Muirfield, home to the Honourable Company of Edinburgh Golfers, is in the news again and has voted to allow women as members. This is a victory for equality, even if it feels a bit hollow. I’m not the kind of golfer who could afford the joining fee at Muirfield (the exact figure seems to be a mystery, but a round will set you back £235), but even if I were, would I want to join an institution that has rejected women for so long?
Well, probably not, but it’s important that women can join if they want to. Golf clubs are much more than a place to play the sport you love. In fact, Muirfield members have always made it very clear that golf is very much secondary at their club. Alastair Brown, secretary until 2013, famously said: “When I first started here, one of the members told me that I wasn’t the secretary of a golf club, but rather the secretary of a lunch club that happened to have a very good golf course. For a lot of the members, the clubhouse is more important than the golf course.”

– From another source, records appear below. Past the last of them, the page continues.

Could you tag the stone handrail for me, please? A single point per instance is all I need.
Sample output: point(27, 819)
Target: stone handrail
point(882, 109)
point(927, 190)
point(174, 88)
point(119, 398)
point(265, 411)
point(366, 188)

And that is the crux of the matter. This is a place where influential people meet, where business deals are done, where important decisions are made over a brandy. When you shut out women from these lunches and meetings, you limit their potential as leaders and influencers. This only reinforces male domination in the worlds of politics, business, finance, etc., and legitimises the boys’ club atmosphere that has characterised our powerful elites for centuries.
Defenders of Muirfield’s decision often point at women-only spaces to justify their policy, but the motivations behind the existence of those are completely different. Sadly, women-only sports clubs are often the only way women get to exercise in a safe environment. I used to play football every Wednesday in a local park with a group of women. The amount of abuse we regularly got, just for daring to play football in a public space, was astounding. If you haven’t experienced it personally, I don’t think you can understand quite how much hostility women can face in the sports world. We now hire a pitch out of the way of the general public. Although I was against that decision, and I still think we should make ourselves visible to encourage women to try football, there is no denying that the whole experience is much more pleasant.
For me, objecting to male-only golf clubs isn’t a rejection of male- or female-only spaces in society; they only become a problem if they perpetuate inequality, exclusion and the protection of a fixed hierarchy. Making sure that women can be members at places like Muirfield is one little step in the right direction.